La question du rapatriement des réfugiés congolais établis au Rwanda s’annonce comme un véritable casse-tête diplomatique pour les autorités de Kinshasa. Avec 83 000 personnes annoncées par Kigali, le gouvernement congolais affiche une prudence de rigueur, exigeant une vérification minutieuse avant toute opération de retour. Le vice-premier ministre Jacquemain Shabani l’a clairement signifié lors de sa conférence de presse conjointe avec le HCR : ces chiffres doivent être certifiés, tout comme la nationalité de chaque individu.
Comment Kinshasa peut-il envisager un rapatriement massif sans garanties préalables ? La méfiance institutionnelle semble justifiée au regard des tensions historiques entre les deux pays. Le mécanisme de vérification passera par le comité d’accueil, dont le rôle s’avère crucial dans ce processus délicat. Seulement 23 000 personnes sont actuellement recensées comme réfugiés congolais au Rwanda selon les chiffres officiels de la RDC – une divergence numérique qui en dit long sur la complexité du dossier.
Cette situation intervient dans un contexte régional particulièrement volatile, où les violences dans l’Est de la RDC continuent de générer des déplacements transfrontaliers. Les opérations de rapatriement deviennent-elles un instrument géopolitique plutôt qu’une solution humanitaire ? La question mérite d’être posée alors que le Rwanda organise parallèlement le retour de ses propres ressortissants depuis la RDC.
La récente tripartite RDC-HCR-Rwanda à Addis-Abeba a visiblement accéléré les dynamiques de rapatriement. Preuve en est le départ de 532 réfugiés rwandais depuis Goma lundi dernier, une opération facilitée par le HCR mais impliquant paradoxalement l’AFC/M23 – groupe rebelle qui contrôle la zone. Ce détail n’est pas anodin : il souligne les étranges configurations opérationnelles qui caractérisent parfois les processus de rapatriement dans cette région troublée.
Rappelons qu’en mai dernier, plus de 1 700 réfugiés rwandais avaient déjà été rapatriés avec l’appui des mêmes acteurs. Cette réciprocité affichée masque-t-elle des calculs politiques plus complexes ? Les réfugiés congolais au Rwanda deviendraient-ils des pions dans un jeu d’influence régionale ?
Le HCR, dirigé par Filippo Grandi, joue un rôle d’intermédiaire essentiel mais doit naviguer entre des exigences contradictoires. Sa présence à Kinshasa aux côtés du vice-premier ministre congolais témoigne de l’importance diplomatique du dossier. L’agence onusienne peut-elle garantir la transparence du processus face aux suspicions mutuelles ?

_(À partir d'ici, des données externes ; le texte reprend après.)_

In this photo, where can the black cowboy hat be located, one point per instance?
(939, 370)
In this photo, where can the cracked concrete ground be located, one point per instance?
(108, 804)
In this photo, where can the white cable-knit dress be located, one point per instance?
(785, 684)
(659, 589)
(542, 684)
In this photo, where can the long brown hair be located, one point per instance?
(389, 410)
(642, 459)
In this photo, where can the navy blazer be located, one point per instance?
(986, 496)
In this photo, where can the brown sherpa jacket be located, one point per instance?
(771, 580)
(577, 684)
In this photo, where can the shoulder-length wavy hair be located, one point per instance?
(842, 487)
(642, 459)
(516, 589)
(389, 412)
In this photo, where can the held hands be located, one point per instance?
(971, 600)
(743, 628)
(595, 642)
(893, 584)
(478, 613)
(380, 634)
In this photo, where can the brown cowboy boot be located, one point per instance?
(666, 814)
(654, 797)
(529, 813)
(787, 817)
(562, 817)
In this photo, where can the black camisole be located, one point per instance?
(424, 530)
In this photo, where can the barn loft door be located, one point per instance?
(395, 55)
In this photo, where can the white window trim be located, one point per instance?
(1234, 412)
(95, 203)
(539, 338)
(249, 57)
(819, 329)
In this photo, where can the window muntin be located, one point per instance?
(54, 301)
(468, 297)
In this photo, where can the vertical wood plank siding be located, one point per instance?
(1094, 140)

La prochaine étape cruciale résidera dans les travaux du comité d’accueil congolais, dont la mission de vérification s’annonce titanesque. Identifier, certifier et rapatrier des dizaines de milliers de personnes exigera des mois de travail méticuleux. Le gouvernement congolais prendra-t-il le risque d’un rapatriement précipité sans certification préalable ? Rien n’est moins sûr, au regard des enjeux de sécurité nationale.

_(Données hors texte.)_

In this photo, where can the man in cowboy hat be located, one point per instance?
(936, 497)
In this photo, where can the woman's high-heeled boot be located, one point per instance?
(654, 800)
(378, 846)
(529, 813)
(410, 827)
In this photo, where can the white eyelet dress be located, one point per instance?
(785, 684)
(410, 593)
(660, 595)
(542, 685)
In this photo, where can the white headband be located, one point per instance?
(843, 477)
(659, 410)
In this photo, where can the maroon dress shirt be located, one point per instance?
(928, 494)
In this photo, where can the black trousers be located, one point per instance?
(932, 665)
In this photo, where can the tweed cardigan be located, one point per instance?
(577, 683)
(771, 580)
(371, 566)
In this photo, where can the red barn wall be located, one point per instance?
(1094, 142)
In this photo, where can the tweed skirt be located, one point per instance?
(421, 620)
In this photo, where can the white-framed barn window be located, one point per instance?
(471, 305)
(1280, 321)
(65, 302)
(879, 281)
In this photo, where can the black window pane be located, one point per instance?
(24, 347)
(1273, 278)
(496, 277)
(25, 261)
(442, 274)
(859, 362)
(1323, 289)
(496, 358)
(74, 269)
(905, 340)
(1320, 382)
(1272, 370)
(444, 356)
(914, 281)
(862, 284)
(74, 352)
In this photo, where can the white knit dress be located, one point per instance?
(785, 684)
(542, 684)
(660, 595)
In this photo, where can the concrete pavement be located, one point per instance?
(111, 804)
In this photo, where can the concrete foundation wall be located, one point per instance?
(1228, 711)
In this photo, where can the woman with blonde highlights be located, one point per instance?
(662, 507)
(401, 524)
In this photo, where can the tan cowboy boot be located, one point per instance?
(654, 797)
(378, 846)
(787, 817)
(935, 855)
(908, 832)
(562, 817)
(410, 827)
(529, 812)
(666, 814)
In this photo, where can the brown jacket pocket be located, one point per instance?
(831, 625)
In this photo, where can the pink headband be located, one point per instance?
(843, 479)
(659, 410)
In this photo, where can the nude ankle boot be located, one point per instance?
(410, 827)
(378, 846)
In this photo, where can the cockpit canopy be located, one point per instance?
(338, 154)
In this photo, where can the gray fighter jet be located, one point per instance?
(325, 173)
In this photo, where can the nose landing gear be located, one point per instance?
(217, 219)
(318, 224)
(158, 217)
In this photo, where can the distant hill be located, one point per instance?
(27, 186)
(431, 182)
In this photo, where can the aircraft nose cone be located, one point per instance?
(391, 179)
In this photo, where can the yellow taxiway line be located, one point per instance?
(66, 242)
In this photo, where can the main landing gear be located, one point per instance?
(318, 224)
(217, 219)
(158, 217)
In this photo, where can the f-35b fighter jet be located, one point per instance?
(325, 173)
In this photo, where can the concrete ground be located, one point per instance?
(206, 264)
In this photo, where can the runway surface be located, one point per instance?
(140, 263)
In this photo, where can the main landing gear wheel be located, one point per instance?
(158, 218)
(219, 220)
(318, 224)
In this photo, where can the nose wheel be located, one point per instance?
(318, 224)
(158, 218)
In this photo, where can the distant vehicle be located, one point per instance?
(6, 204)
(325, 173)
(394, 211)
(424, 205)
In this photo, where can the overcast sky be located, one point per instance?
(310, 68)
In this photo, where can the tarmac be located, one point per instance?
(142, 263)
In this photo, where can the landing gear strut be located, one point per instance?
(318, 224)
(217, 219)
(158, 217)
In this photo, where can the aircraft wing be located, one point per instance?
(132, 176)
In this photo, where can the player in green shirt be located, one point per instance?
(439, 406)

Cette affaire dépasse le simple cadre humanitaire pour toucher aux équilibres géopolitiques de la région. Le traitement des réfugiés congolais au Rwanda et des réfugiés rwandais en RDC devient le miroir des relations tendues entre Kinshasa et Kigali. La communauté internationale observera avec attention comment ces deux voisins parviennent – ou non – à gérer ce dossier explosif avec le professionnalisme requis.